Patient #6 was admitted on 01/12/11, for weakness, and rule out Hemodialysis catheter infection.
On 02/09/12, the Director of Quality Management (QM) reviewed Patient #6's chart documentation regarding the patient's IV insertion and maintenance care. She confirmed the ambulance staff had documented an IV was started peripherally, in the left forearm, on 01/12/11, at 0805.
She confirmed Patient #6 had an Central Line placed on 01/12/11, at 1700, with the nursing staff documenting this line as #1, and the left peripheral IV as Line #2.
She confirmed on 01/13/12 at 1620 and 1701, and on 01/14/11 at 1200, the nursing staff documented Line #2, had no redness, edema, leakage, or pain.

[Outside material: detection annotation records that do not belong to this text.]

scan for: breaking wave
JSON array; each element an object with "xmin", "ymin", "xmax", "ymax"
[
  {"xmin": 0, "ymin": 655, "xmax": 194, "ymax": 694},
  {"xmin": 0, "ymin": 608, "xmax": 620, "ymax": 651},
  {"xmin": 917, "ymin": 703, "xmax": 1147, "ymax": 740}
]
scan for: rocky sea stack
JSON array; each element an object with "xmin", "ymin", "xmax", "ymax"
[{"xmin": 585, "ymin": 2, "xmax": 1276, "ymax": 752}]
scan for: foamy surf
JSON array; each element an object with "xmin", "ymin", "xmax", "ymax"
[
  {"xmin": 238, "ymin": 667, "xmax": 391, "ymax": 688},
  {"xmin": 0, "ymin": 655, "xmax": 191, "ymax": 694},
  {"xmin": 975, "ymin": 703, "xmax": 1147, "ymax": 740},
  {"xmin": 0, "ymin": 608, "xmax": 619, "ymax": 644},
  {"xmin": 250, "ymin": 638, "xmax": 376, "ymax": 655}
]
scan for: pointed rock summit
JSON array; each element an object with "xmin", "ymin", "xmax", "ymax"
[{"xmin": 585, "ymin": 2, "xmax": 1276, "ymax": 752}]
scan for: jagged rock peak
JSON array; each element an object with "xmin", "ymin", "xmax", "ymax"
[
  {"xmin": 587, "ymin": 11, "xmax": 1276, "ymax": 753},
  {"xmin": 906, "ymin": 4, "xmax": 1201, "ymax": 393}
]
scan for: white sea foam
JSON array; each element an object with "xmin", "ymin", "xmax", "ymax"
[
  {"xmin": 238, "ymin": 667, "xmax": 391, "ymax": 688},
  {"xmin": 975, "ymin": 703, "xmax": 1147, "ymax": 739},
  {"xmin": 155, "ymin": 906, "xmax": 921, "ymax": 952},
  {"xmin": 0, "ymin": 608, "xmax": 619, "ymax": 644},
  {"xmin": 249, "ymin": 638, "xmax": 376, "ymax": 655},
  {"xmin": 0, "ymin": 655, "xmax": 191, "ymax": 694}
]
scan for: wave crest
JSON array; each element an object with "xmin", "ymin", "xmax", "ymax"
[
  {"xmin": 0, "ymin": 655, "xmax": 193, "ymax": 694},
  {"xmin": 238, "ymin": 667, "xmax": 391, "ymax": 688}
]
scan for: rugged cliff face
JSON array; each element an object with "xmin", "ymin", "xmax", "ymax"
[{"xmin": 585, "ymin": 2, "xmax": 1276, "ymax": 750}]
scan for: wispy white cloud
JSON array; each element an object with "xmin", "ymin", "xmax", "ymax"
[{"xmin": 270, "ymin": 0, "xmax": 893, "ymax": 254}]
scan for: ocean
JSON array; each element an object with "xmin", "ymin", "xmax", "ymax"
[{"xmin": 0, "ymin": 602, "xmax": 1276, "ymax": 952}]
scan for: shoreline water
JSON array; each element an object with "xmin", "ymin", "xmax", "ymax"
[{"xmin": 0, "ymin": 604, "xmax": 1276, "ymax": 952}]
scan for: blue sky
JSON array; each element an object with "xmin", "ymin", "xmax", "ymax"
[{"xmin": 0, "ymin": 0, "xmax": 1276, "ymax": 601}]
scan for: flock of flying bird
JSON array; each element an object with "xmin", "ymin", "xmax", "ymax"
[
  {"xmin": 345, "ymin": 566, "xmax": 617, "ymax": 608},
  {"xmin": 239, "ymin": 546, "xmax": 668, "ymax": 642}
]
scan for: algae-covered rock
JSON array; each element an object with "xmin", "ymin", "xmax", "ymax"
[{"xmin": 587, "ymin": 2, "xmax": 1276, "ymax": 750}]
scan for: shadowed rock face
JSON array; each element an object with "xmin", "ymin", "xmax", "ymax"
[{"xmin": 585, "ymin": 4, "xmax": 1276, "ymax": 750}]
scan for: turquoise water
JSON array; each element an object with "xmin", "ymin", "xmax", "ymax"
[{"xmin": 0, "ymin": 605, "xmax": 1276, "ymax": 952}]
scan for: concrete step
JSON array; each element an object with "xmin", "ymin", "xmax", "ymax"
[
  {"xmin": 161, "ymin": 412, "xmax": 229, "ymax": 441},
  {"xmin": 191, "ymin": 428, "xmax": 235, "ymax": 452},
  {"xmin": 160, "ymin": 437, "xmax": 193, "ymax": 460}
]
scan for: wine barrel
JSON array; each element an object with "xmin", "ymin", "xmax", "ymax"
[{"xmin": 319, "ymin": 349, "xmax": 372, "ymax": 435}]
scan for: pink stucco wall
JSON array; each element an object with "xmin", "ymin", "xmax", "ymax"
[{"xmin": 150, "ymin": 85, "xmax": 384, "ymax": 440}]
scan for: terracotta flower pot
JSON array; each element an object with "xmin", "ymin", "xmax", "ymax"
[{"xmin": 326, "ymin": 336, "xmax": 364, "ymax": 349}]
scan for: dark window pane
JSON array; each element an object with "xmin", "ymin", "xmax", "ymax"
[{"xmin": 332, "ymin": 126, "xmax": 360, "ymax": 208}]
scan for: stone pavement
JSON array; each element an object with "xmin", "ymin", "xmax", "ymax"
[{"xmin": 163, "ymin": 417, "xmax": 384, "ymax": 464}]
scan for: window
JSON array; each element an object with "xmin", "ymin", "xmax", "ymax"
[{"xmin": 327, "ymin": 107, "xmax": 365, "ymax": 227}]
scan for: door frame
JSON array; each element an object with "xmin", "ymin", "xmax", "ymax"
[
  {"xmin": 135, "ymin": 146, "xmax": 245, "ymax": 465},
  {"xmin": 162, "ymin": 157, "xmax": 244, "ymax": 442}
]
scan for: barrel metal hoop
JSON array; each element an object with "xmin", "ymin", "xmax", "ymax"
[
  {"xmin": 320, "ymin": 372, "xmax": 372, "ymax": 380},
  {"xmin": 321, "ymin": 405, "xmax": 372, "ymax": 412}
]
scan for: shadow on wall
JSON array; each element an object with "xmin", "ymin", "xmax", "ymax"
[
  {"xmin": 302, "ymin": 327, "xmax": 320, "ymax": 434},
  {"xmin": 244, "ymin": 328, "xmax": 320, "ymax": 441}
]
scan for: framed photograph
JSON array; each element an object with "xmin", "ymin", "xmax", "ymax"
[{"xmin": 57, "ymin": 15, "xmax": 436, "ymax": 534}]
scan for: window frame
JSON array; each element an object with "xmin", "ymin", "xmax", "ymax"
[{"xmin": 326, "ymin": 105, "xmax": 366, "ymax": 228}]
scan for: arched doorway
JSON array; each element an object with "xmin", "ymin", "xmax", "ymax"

On 02/09/12, the Director of QM confirmed IV site Line #2, (Peripheral IV in the left forearm), was not changed within 24 hours, as required by policy.
Tag No.: A0585
Based on a review of policies and procedures, medical record, and interview, it was determined the Hospital laboratory (Lab) personnel did not complete a Specimen Problem Resolution Form (SPRF), when a contracted laboratory facility reported questionable lab results on Patient #5.
Findings include:
The policy, "Completion of Specimen Problem Resolution Form (SPRF)" requires: "...This procedure applies to all hospital laboratory staff who identify and/or document problems related to specimen collection and/or specimen patient identification...Initiate the...form...after the problem is identified...Forward...to the department supervisor...Complete...the form sections...(Section) Reference lab Issues...#55 Questionable Results Received (when) Laboratory Personnel recognize a discrepancy with previous results...."
Patient #5 was admitted on 06/29/11, for decreased urinary output, and lower extremity edema.
On 02/09/12, the Director of Laboratory (Lab) Services stated testing for Hepatitis B is done at a contracted Lab Facility.
On 06/30/11, Hepatitis B was ordered and blood drawn on Patient #5, with positive results received on 07/01/11.
On 07/02/11, Hepatitis B was re-order and blood drawn on Patient #5, with negative results received on 07/03/11.
The Director confirmed the Lab technician who receives the questionable lab results must complete a "Specimen Problem Resolution Form (SPRF)," at the time the Lab technician is notified.
She confirmed there is no evidence of a completed SPRF, regarding the questionable Lab results on Patient #5.